John grew up in a culture and household where people eat meat. It’s a normal part of life in China. Granted, when he was younger meat wasn’t as prevalent as it is today. But if people had meat, they were going to put it on the table.
So when you try to force a guy who grew up eating meat to go without, he gets grumpy. And it’s not fun to live with a grumpy husband.
So I started making a little meat on the side, just for John. Some red-braised pork. Baked chicken legs and chicken wings. The occasional fish too. Anything his carnivorous side desired.
Suddenly, my husband transformed into a much pleasant guy. It was a miracle for both of us to finally live in a house with a lot less arguing going on.
And since he was happy about his food, he decided to reciprocate. So whenever I went to do shopping at the store, he would encourage me to indulge my crazy vegan cravings and buy what John called a little “rewarding food”. Things like vegan cheese and faux meats and soy yogurt.
Sometimes, we’d end up having meals where the two of us might eat completely different things. At one end, there’s John digging into his red-braised pork. And at the other, there’s me tucking into a vegan Mexican wrap (with my favorite Daiya vegan cheese).
As bizarre as it might seem to be eating two different things at exactly the same time, it has really worked for us. This is reciprocity in action – both of us were happy because we accommodated each other’s personal cravings and needs.

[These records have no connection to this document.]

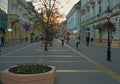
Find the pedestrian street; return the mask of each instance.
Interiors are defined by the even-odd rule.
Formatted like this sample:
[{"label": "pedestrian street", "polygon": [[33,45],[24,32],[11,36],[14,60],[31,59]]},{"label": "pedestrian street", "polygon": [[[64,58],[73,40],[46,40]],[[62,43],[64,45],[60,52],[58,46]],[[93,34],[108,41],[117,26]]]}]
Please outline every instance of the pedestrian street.
[{"label": "pedestrian street", "polygon": [[[119,84],[109,69],[61,41],[53,46],[36,42],[0,56],[0,71],[17,64],[36,63],[56,67],[55,84]],[[108,73],[106,71],[109,71]],[[109,81],[108,81],[109,80]]]}]

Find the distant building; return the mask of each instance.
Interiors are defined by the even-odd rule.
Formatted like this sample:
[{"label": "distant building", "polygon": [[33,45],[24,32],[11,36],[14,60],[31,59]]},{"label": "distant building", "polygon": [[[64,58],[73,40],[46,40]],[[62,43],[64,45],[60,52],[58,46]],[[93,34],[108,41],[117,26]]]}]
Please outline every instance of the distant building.
[{"label": "distant building", "polygon": [[67,17],[67,29],[71,35],[80,34],[80,1],[77,2],[68,13]]},{"label": "distant building", "polygon": [[8,0],[0,0],[0,35],[5,38],[7,31]]},{"label": "distant building", "polygon": [[22,41],[29,35],[26,29],[29,30],[33,17],[30,8],[34,9],[34,6],[26,0],[0,0],[0,33],[6,42]]},{"label": "distant building", "polygon": [[[88,34],[94,39],[99,39],[99,28],[106,19],[107,8],[112,10],[110,21],[115,24],[117,31],[113,34],[114,41],[120,47],[120,0],[81,0],[81,27],[83,37]],[[103,40],[107,39],[107,33],[103,34]],[[117,46],[118,46],[117,45]]]}]

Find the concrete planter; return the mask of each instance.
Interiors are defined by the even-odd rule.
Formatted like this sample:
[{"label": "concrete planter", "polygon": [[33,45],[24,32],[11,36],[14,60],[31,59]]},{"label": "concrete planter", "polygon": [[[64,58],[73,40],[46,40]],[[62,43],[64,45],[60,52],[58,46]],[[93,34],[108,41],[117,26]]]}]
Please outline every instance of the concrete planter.
[{"label": "concrete planter", "polygon": [[7,70],[1,73],[3,84],[54,84],[56,68],[40,74],[14,74]]}]

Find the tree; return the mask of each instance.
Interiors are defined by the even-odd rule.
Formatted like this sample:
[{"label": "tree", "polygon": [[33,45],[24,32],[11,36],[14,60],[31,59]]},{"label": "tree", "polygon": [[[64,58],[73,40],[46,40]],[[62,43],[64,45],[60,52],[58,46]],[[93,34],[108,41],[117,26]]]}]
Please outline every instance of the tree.
[{"label": "tree", "polygon": [[51,27],[51,19],[53,15],[53,10],[57,8],[57,4],[59,4],[58,0],[37,0],[38,4],[38,17],[40,18],[40,23],[45,28],[46,39],[45,39],[45,51],[47,51],[47,43],[48,43],[48,33]]}]

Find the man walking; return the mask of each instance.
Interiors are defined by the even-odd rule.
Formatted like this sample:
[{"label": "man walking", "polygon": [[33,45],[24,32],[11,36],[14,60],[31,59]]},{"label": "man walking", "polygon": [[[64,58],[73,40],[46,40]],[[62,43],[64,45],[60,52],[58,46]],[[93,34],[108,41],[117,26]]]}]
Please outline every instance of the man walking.
[{"label": "man walking", "polygon": [[89,46],[89,42],[90,42],[90,37],[87,36],[85,40],[86,40],[86,46],[88,47]]}]

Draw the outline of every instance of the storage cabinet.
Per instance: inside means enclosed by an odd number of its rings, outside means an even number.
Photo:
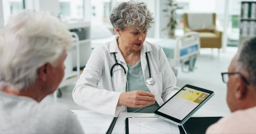
[[[256,1],[241,3],[239,47],[246,39],[256,36]]]

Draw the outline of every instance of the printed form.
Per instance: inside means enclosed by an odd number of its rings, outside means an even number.
[[[86,134],[106,134],[114,117],[96,112],[72,110]]]

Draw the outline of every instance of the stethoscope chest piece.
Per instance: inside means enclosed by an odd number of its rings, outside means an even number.
[[[150,78],[149,77],[147,78],[146,82],[147,82],[147,83],[149,84],[152,84],[155,83],[155,79],[152,77]]]

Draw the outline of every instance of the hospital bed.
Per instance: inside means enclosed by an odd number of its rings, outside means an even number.
[[[97,27],[98,29],[104,29],[103,28]],[[93,31],[92,29],[91,41],[91,46],[93,49],[112,41],[116,36],[108,29],[102,30],[100,34],[93,33]],[[103,38],[100,38],[100,36],[103,36]],[[175,75],[177,73],[177,67],[180,64],[183,72],[193,71],[200,47],[200,37],[197,32],[186,33],[176,39],[147,37],[146,41],[159,45],[162,47]]]
[[[147,38],[146,40],[162,47],[175,74],[177,73],[176,68],[180,64],[183,72],[193,71],[200,47],[200,37],[198,32],[187,32],[176,39]]]

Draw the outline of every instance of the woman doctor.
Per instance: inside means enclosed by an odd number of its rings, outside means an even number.
[[[118,36],[93,50],[73,90],[74,100],[115,117],[120,111],[153,113],[179,88],[162,48],[145,41],[152,13],[144,3],[124,2],[110,19]],[[104,89],[97,88],[101,80]]]

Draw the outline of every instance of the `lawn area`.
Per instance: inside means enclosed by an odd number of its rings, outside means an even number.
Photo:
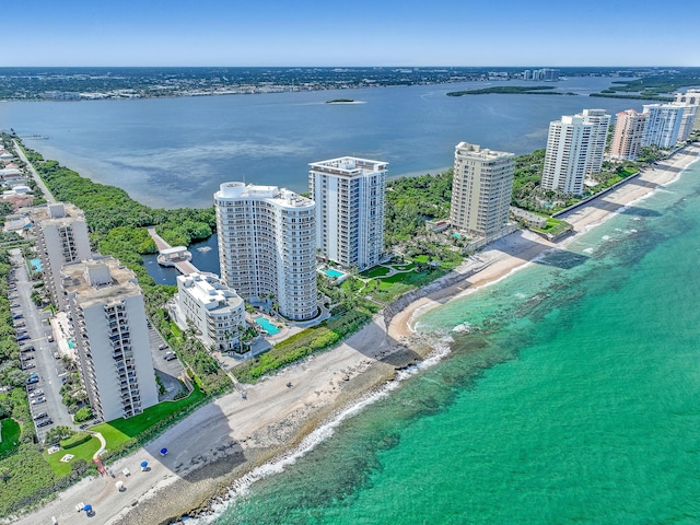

We’ve extended that kind of reciprocity to other things in our life. For example, nowadays when we watch TV here in Hangzhou, I’ll let me husband tune into some of his favorite China news programs. Then he’ll toss me the remote after a while, so I can catch the kind of TV I like (such as romantic comedies and love stories – yeah, I’m a sucker for romance, can’t you tell?).
I think any couple – especially couples who hail from different cultures – would benefit from a little reciprocity in their lives.
What do you think? What strategies have you used in your own relationship to reduce arguments?